1 files changed, 154 insertions, 0 deletions
diff --git a/doc/future-designs/computed-roots.org b/doc/future-designs/computed-roots.org
new file mode 100644
index 00000000..d3c355ce
--- /dev/null
+++ b/doc/future-designs/computed-roots.org
@@ -0,0 +1,154 @@
+* Computed roots
+
+** Status quo
+
+As of version ~1.0.0~, the ~just~ build tool requires a the repository
+configuration, including all roots, to be specified ahead of time.
+This has a couple of consequences.
+
+*** Flexible source views, thanks to staging
+
+For source files, the flexibility of using them in a layout different
+from how they occur in the source tree is gained through staging.
+If a different view of sources is needed, instead of a source
+target, a defined target can be used that rearranges the sources as
+desired. In this way, also programmatic transformations of source
+files can be carried out (while the result is still visible at the
+original location), as is done, e.g., by the ~["patch", "file"]~
+rule of the ~just~ main repository.
+
+*** Restricted flexibility in target-definitions via globbing
+
+When defining targets, the general principle is that the definition
+of target and action graph only depends on the description (given by
+the target files, the rules and expressions, and the configuration).

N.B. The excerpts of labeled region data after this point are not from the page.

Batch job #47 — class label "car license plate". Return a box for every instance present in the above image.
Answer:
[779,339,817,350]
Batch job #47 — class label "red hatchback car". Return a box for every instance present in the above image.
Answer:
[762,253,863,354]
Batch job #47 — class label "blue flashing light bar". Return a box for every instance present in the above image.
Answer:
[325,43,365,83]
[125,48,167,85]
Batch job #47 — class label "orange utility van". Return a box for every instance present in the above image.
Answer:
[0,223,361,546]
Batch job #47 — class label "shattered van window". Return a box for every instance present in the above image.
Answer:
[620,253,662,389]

+There is, however, a single exception to that rule: a target file
+may use the ~GLOB~ built-in construct and in this way depend on
+the index of the respective source directory. This allows, e.g.,
+to define a separate action for every source file and, in this
+way, get good incrementality and parallelism, while still having
+a concise target description.
+
+*** Modularity in rules through expressions
+
+Rules might share common tasks. For example, for both ~C~ binaries
+and ~C~ libraries, the source files have to be compiled to object
+files. To avoid duplication of descriptions, expressions can be
+called (also from expressions themselves).
+
+** Use cases that require more flexibility
+
+*** Generated target files
+
+Sometimes projects (or parts thereof that can form a separate
+logical repository) have a simple structure. For example, there is
+a list of directories and for each one there is a library, named
+and staged in a systematic way. Repeating all those systematic
+target files seems unnecessary work. Instead, we could store the
+list of directories to consider and a small script containing the
+naming/staging/globbing logic; this approach would also be more
+maintainable. A similar approach could also be attractive for a
+directory tree with tests where, on top, all the individual tests
+should be collected to test suites.
+
+*** Staging according to embedded information
+
+For importing prebuilt libraries, it is sometimes desirable to
+stage them in a way honoring the embedded ~soname~. The current
+approach is to provide that information out of band in the target
+file, so that it can be used during analysis. Still, the information
+is already present in the prebuilt binary, causing unnecessary
+maintenance overhead; instead, the target file could be a function
+of that library which can form its own content-fixed root (e.g., a
+~git tree~ root), so that the computed value is easily cachable.
+
+*** Simplified rule definition and alternative syntax
+
+Rules can share computation through expressions. However, the
+interface, deliberately has to be explicit, including the documentation
+strings that are used by ~just describe~. While this allows easy
+and efficient implementation of ~just describe~, there is some
+redundancy involved, as often fields are only there to be used by
+a common expression, but this have to be documented in a redundant
+way (causing additional maintenance burden).
+
+Moreover, using JSON encoding of abstract syntax trees is an
+unambiguously readable and easy to automatically process format,
+but people argue that it is hard to write by hand. However, it is
+unlikely to get agreement on which syntax is best to use. Now, if
+rule and expression files could be generated, this argument would
+not be necessary. Moreover, rules are typically versioned and
+unfrequently changed, so the step of generating the official syntax
+from the convenient one would typically be in cache.
+
+** Proposal: Support computed roots
+
+We propose computed roots as a clean principle to add the needed (and
+a lot more) flexibility for the described use cases, while ensuring
+that all computations of roots are properly cachable at high level.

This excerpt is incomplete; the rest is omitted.